The humility of Jesus is best described in Philippians 2 as one "who being in very nature God, did not consider equality with God something to be grasped, but made himself nothing, taking the very nature of a servant, being made in human likeness."  Just as Jesus entered human life, bringing God into every corner of human existence, so each disciple brings Jesus and his Father into each part of their own human existence.  We must not stand above or apart from our own lives, trying to grasp at something other than what we are given.

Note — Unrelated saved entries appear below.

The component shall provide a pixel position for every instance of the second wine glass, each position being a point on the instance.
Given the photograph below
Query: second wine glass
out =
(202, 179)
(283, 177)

Within the stream of Christian tradition, we begin the way of humility with the call to Sacramental Living.  It starts small, perhaps with church attendance or Bible reading or habitually helping others for Jesus' sake, but like yeast in a lump of dough, it spreads and has effects far beyond its apparent quantity.  Sacramental living uses ritual and everyday life to grow in Christ.  Humble means for the humble way.

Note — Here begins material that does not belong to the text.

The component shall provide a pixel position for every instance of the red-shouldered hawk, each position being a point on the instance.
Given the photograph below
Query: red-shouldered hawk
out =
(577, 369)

The Supernatural Way of the Spirit

The faith of Jesus, his utter trust in his Father, seems most amazingly obvious in his statement, "Whoever believes in me will do the works I have been doing, and they will do even greater things than these, because I am going to the Father." (John 14:12)  Human beings we intended to act with power far beyond themselves.  With a trust like Jesus, we find that the finger of God comes to lift burdens, cast out demons, and heal the sick in ways that are not explainable by normal human activity.

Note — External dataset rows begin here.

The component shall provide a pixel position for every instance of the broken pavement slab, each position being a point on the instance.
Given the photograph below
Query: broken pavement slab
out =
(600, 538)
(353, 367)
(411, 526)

Within the stream of Christian tradition, true humility leads to deep trust and power.  This is life directed and empowered by the Spirit of Christ.  Those who follow Jesus must follow him in the Spirit.  We begin and finish with the Spirit.  Jesus explained how in the life of his disciples the filling of the Spirit would cause many things to happen, like seeds growing into plants all by themselves (Mark 4:27-28)  We are meant to do all things far beyond our own capability.

Wide and Deep and High

Sacramental living spreads the presence and work of Christ horizontally through one's life - wide.  The way of Christ may start in church, but it will spread into family and work.  The rituals and everyday practices become doors through which Jesus can enter life.  If they become too important in themselves, however, such practices lead to a constricted and dry life.  They must be jars to be filled and used instead of bricks to be labored over and made into walls.

Spirit-empowered living expands each part of life higher and deeper, giving it a vertical dimension.  At first it may seem life lightning striking out of nowhere, but then as trust deepens, so the higher ways of the Spirit become more evident and understandable.  Although disciples of Jesus follow him in the Spirit, they must never lose their grounding in everyday life.  Power without humility intoxicates the mind.  Daily living with rituals and practices keep power from overwhelming us.

The way of Jesus is a way of humble trust.  It is grounded in daily life and meaningful practices, where human life exists.  It also expands and explodes all human definitions through a dynamic life in the Spirit, who deepens our trust in God by his every action.  The way of Jesus is both sacred and supernatural.